Some books were really hard work, others were a bit of a dance and a few we put aside without reading. Some books have given us an ‘aha’ moment or a brilliant thought, and you will find statements about them below:
Martin Kornberger: Strategies for Distributed and Collective Action: Connecting the Dots
My grandfather has already told me the story of the 18th camel, which can be found right in the intro. And so I pick up the book with a happy smile on my face. However, the light-heartedness disappears very quickly. It is a very thorough, scientific book. It brings forth new ways of thinking that can help us ‘understand forms of open, networked and plural organisation of collaboration’. A book that evokes new thoughts and inspires thinking and creating in new directions.
Pascal Mercier: Perlmann‘s Silence
It is a dark, tough book. And yet it is a brilliant description of human abysses and the total overload of dealing with supposed expectations.
Philip Perlmann is a renowned professor of linguistics who meets up with other linguists in Italy. The highlight of this conference is supposed to be his lecture. Unfortunately, he has nothing more to say to the world. His inner struggles are described in minute detail and how he almost loses his over what he sees as a hopeless situation.
Sabine Kügler: Ich schwimme nicht mehr da, wo die Krokodile sind (I no longer swim where the crocodiles are)
For our holiday in Vanuatu, I wanted to find out more about the local culture and, above all, about the way of life and way of thinking of the traditional tribes. Through a radio interview with Sabine Kügler, I came across her book and her descriptions of her time in Papua New Guinea and the Solomon Islands. And so the book introduces us to a way of life unknown to many in the western world. In addition to the many fascinating descriptions of the jungle and its inhabitants, I find the way Kügler describes the training of her senses extremely impressive.

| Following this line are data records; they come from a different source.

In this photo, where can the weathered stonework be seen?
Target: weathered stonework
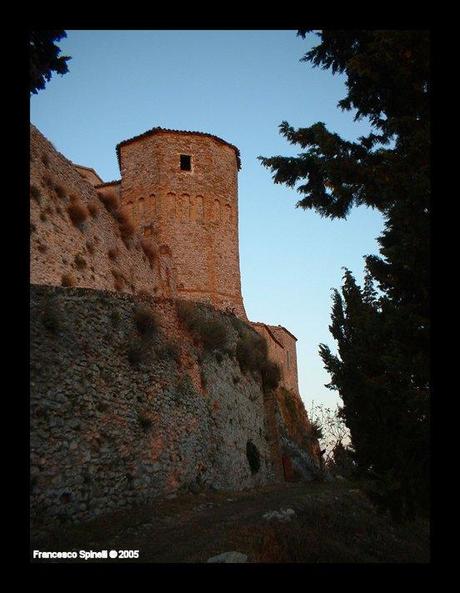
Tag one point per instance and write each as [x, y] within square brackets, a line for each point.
[107, 433]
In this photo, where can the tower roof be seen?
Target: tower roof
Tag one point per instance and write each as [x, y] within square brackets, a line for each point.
[158, 130]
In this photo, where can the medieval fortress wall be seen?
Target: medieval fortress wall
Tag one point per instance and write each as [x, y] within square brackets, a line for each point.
[107, 434]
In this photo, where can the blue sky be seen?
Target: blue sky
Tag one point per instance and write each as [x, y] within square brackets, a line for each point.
[239, 85]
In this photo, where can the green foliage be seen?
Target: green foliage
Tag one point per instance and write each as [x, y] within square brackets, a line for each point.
[44, 58]
[138, 352]
[146, 321]
[35, 193]
[168, 350]
[204, 324]
[316, 431]
[382, 370]
[251, 350]
[115, 317]
[253, 457]
[52, 316]
[145, 421]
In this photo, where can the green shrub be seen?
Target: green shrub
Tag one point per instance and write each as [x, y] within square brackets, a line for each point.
[271, 375]
[251, 351]
[146, 321]
[115, 317]
[145, 421]
[204, 324]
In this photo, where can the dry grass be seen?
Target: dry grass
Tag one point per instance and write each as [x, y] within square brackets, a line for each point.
[90, 247]
[149, 250]
[68, 280]
[118, 279]
[80, 262]
[113, 253]
[110, 200]
[35, 193]
[93, 209]
[60, 191]
[78, 212]
[204, 324]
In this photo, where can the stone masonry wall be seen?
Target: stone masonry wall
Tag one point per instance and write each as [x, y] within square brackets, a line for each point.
[193, 214]
[92, 254]
[107, 433]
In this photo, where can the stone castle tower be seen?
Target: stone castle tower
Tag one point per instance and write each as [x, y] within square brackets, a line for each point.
[182, 188]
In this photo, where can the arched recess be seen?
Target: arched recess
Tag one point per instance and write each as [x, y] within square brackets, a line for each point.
[170, 204]
[196, 208]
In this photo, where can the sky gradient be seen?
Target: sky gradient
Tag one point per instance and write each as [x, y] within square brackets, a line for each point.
[238, 85]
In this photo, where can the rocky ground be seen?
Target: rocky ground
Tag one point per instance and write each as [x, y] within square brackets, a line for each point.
[315, 522]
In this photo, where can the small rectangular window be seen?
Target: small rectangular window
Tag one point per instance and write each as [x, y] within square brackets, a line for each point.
[185, 162]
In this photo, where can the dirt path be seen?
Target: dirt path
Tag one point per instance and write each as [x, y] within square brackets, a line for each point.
[332, 523]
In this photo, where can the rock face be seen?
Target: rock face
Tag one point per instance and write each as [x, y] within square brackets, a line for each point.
[126, 405]
[118, 418]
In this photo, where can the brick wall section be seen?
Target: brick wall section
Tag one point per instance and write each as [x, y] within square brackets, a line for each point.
[282, 350]
[193, 214]
[55, 242]
[89, 174]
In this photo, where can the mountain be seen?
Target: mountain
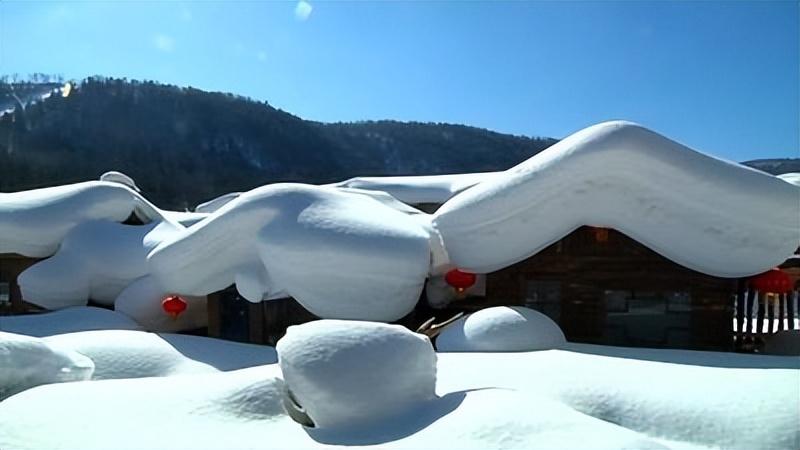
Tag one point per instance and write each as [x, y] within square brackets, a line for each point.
[184, 145]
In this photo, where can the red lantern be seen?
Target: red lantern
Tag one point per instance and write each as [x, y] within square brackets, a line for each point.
[460, 280]
[773, 281]
[174, 305]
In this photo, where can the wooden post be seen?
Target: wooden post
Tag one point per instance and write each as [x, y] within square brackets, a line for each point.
[769, 304]
[213, 308]
[761, 300]
[782, 322]
[741, 301]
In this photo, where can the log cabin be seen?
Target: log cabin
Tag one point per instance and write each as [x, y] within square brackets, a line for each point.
[599, 285]
[11, 301]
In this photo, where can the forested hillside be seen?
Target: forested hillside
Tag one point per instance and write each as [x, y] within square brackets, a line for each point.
[184, 145]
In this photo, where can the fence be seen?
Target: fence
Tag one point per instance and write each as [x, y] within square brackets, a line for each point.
[757, 315]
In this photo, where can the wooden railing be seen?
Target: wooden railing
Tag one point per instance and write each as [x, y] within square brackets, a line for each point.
[758, 315]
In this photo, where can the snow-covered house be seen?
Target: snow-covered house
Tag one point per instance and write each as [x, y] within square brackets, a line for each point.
[620, 234]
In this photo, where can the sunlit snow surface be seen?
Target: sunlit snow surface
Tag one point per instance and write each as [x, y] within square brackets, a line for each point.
[351, 251]
[577, 397]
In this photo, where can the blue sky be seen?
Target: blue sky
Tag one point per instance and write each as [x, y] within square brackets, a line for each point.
[722, 77]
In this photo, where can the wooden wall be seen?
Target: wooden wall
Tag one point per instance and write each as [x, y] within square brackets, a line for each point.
[667, 305]
[11, 265]
[232, 317]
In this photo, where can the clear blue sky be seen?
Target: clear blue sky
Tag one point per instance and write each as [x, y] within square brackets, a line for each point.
[721, 77]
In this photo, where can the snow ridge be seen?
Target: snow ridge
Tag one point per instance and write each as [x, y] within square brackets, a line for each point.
[710, 215]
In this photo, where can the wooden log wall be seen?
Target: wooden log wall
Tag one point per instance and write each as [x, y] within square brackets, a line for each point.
[590, 262]
[11, 265]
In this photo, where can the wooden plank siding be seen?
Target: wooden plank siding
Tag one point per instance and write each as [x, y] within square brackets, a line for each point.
[585, 273]
[232, 317]
[590, 263]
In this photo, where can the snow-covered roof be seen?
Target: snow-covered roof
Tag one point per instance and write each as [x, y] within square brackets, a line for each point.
[791, 177]
[707, 214]
[217, 203]
[415, 190]
[33, 223]
[352, 250]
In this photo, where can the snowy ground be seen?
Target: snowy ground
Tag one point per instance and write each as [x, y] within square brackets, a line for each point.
[579, 396]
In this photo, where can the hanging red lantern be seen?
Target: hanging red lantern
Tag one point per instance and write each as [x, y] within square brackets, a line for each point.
[460, 280]
[174, 306]
[773, 281]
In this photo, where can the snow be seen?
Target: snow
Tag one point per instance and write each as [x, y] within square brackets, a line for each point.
[415, 190]
[576, 397]
[67, 320]
[184, 218]
[217, 203]
[353, 251]
[119, 177]
[336, 369]
[33, 223]
[26, 362]
[96, 260]
[791, 177]
[501, 329]
[117, 354]
[128, 354]
[340, 254]
[715, 217]
[141, 300]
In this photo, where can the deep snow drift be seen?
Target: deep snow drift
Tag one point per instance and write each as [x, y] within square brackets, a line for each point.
[419, 189]
[337, 369]
[501, 329]
[544, 399]
[345, 255]
[351, 251]
[715, 217]
[67, 320]
[791, 177]
[33, 223]
[26, 362]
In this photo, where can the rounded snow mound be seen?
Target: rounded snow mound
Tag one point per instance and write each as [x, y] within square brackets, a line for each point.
[26, 362]
[67, 320]
[129, 354]
[339, 254]
[347, 374]
[501, 329]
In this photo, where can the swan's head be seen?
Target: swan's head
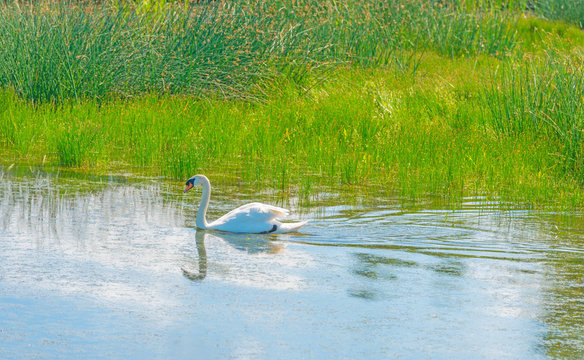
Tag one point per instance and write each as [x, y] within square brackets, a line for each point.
[196, 180]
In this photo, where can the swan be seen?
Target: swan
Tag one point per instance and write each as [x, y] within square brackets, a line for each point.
[253, 218]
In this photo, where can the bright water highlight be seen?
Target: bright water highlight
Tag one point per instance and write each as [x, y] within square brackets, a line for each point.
[112, 268]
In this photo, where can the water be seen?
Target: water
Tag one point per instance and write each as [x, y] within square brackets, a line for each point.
[112, 268]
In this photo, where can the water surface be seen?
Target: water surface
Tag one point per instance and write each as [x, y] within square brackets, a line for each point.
[112, 267]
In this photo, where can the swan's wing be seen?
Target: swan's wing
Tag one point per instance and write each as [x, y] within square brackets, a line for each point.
[253, 212]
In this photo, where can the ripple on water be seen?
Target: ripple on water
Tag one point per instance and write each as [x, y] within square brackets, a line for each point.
[88, 262]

It’s unbelievable what is possible and how different our ‘training’ looks.
No English edition
Another book form Sabine Kügler available in English: Child of the Jungle: The True Story of a Girl Caught Between Two Worlds
Thomas Piketty: Capital in the Twenty-First Century
It was really hard work, and I made a plan right from the start to finish the nearly 1,300 pages in a reasonable amount of time.
And it was only possible because it’s a great book. It dispels the idea that inequality is a natural reality. On the contrary, it shows how inequality is ‘logically’ explained again and again. The world-historical stocktaking leads to a ‘bold design of a new and just economic system’. I am enthusiastic about people like Piketty who show that fairer systems are possible.
Jason Hickel: Less is More, How Degrowth Will Save the World
A very attentive and critical participant in a workshop recommended this book to me. Knowing that it is quite controversial, I set out to read it. I can well understand that this book attracts many critics. At the same time, it is another valuable contribution to the rethinking of a a post-capitalist and balanced economic world. Or how the economy, society and the environment can achieve a balance without being based on the maxim of growth. A revolution in thinking, consistently thought through, historically grounded and undoubtedly material for in-depth, evening-long discussions.
Liane Moriarty: Here one Moment
Would you like to know when and why you’re going to die? Cherry, a 60-plus-year-old passenger and alleged clairvoyant, is on a flight from Hobart to Sydney. She doesn’t ask this question — she tells all her fellow passengers the date and reason for their death without being asked — and she doesn’t stop at children either.
What would it do to you if a stranger told you, unsolicited, that you would die within a year from an accident at work? Or that you would die of a heart attack when you were over 90? Would you believe it? Behave differently than before? Moriarty describes a seemingly unreal confrontation with the irrevocable realities of life in a bizarrely suspenseful and deeply human way, confronting and empathetic at the same time. For me, it was just the right book to mark my own milestone birthday.
Ulrich Schnabel: Zusammen: Wie wir mit Gemeinsinn globale Krisen bewältigen (Together: How we overcome global crises with a sense of community)
Public spirit is at the heart of this book. It is about strengthening solidarity without giving up individuality. It shows what community action depends on and how much structures promote courageous behaviour or not. The author underlines his thoughts with practical, concrete examples.
For me, this is a book that encourages healthy economic behaviour and reads like a sociable novel.